Handling Long Conversations with Context Management

I am building out a chatbot that needs contextual awareness of the current conversation as well as history since the conversation started.
To do this I am employing a hybrid approach of last N messages + vector based retrieval on Q/A pairs that would be relevant from the same conversation.

When a message is received I classify the intent of the message to route it into one of 5 main buckets to be handled. This all works fine, but in extended conversation, the user can choose to change the intent of their question at any point. Should I be feeding in the entire conversation to the classification function at each new message to determine the new intent? Or should I be building out an assessment that determines whether each new message is related to the past session or part of a new session that handles this distinction before I determine the intent?

Additionally, is there a best practice for using the API to query the user until sufficient information is available to complete a function call / is deemed sufficient by your system?

user message > classifier > handler
user message + previous q/a > classifier > handler
user message > new session or existing session relevance > classifier > handler

1 Like

My advice would be:

  1. Know your users. Learn what they want, and build that.
  2. Simply offering the user the choice to create a new chat/thread/session should be enough. Then just run RAG on the messages within that conversation.
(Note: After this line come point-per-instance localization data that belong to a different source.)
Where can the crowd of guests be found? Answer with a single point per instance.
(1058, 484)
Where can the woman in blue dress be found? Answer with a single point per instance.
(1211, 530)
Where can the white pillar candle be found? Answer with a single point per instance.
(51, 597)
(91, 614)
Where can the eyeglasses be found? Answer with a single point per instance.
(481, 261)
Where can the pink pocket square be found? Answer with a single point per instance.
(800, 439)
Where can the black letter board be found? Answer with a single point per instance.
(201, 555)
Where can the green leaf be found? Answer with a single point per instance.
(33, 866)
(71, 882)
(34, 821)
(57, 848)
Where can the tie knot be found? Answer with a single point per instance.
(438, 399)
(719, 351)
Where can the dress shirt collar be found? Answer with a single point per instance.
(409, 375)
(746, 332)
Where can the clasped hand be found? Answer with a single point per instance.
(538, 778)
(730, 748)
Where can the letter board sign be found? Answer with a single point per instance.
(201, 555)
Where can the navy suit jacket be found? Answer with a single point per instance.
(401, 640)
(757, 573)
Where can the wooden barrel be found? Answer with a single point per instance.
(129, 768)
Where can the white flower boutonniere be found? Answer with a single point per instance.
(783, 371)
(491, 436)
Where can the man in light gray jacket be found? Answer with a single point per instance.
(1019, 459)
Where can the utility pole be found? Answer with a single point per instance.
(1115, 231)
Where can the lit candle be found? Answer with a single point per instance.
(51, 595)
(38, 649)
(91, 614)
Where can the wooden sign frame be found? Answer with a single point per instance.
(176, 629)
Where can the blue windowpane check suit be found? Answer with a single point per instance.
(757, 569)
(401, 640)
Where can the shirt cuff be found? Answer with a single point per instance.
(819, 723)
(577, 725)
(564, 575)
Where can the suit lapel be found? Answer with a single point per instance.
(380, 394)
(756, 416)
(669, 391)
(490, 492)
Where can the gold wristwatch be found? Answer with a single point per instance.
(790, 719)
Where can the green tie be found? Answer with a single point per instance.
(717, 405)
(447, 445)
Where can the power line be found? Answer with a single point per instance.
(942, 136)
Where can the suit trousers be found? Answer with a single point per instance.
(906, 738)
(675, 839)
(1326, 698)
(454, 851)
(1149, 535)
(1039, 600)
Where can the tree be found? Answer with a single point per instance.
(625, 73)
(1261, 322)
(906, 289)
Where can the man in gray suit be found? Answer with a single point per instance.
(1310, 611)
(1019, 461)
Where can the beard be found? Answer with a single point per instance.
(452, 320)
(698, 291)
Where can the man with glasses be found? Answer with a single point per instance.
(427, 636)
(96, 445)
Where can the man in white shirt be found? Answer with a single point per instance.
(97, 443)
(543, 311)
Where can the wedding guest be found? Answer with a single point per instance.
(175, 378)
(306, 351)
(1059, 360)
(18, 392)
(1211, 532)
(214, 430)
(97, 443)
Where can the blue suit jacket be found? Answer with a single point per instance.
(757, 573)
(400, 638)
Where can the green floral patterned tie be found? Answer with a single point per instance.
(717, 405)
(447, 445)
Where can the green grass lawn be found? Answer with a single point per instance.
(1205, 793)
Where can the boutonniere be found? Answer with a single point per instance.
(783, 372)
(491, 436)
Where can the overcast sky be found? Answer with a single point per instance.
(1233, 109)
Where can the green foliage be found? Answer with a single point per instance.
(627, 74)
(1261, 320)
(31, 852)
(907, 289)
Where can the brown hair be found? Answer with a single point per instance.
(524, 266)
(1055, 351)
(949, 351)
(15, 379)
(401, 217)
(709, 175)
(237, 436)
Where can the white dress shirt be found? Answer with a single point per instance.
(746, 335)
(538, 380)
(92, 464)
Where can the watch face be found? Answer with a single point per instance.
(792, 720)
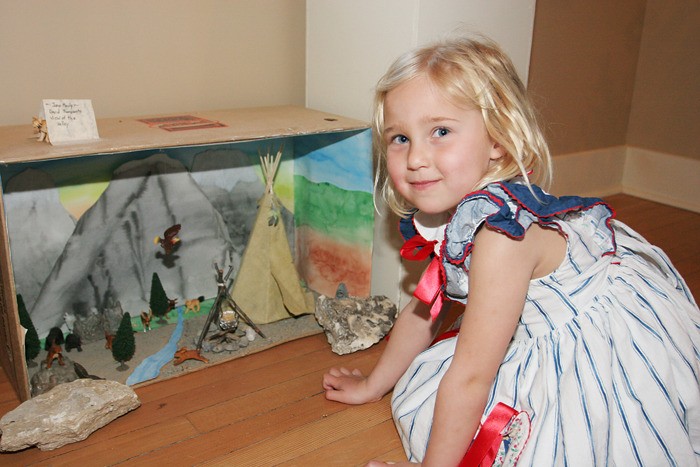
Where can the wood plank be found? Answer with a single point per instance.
(304, 439)
(356, 449)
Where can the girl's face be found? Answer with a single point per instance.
(436, 151)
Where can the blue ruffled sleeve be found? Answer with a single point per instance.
(510, 208)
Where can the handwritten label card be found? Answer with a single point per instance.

Thats not within the parameters of my project, this should all be done automatically without user input. By chatbot I literally mean a bot that responds to user messages via chat in a single thread i.e. in a iMessage conversation.

I think what sps was trying to say was, why are you managing threads for the user?

That is perhaps what is perplexing me when I look at this at least. It should also be known that if you do this automatically, a user may not realize they changed their intent, and suddenly context has been swapped around, and then they become either frustrated or confused. Or both. And when the user doesn’t understand what is going on, they will definitely express their discontent. It will also make it nearly impossible to troubleshoot when there’s a mismatch or misinterpretation / misunderstanding.

So, to add, I think allowing users to handle a new chat or session themselves reduces a lot of friction both in what you’re asking for and in unanticipated issues. Now, you can certainly categorize them by intent to use for your own purposes, but don’t use that to replace the user’s typical ability to refresh a chat, start a new one, etc.

I appreciate the explanation of why it is simpler to let users manage threads and sessions, and I totally agree, however for my use case that is not within the scope of the project.

I think session management is the key here which also may overlap heavily with context management. Bringing in the right time sensitive information as well as the right information from long term memory and determining when the time sensitive information is or is not relevant are the core tasks to having a robust solution

I haven’t tried what you are doing, but I’ll throw out an idea. You could try a conversation summary memory (to get a little more conversation into the context) plus a RAG function that lets the assistant look up from the history if it chooses. This would be much simpler and it might be worth seeing how good the results are.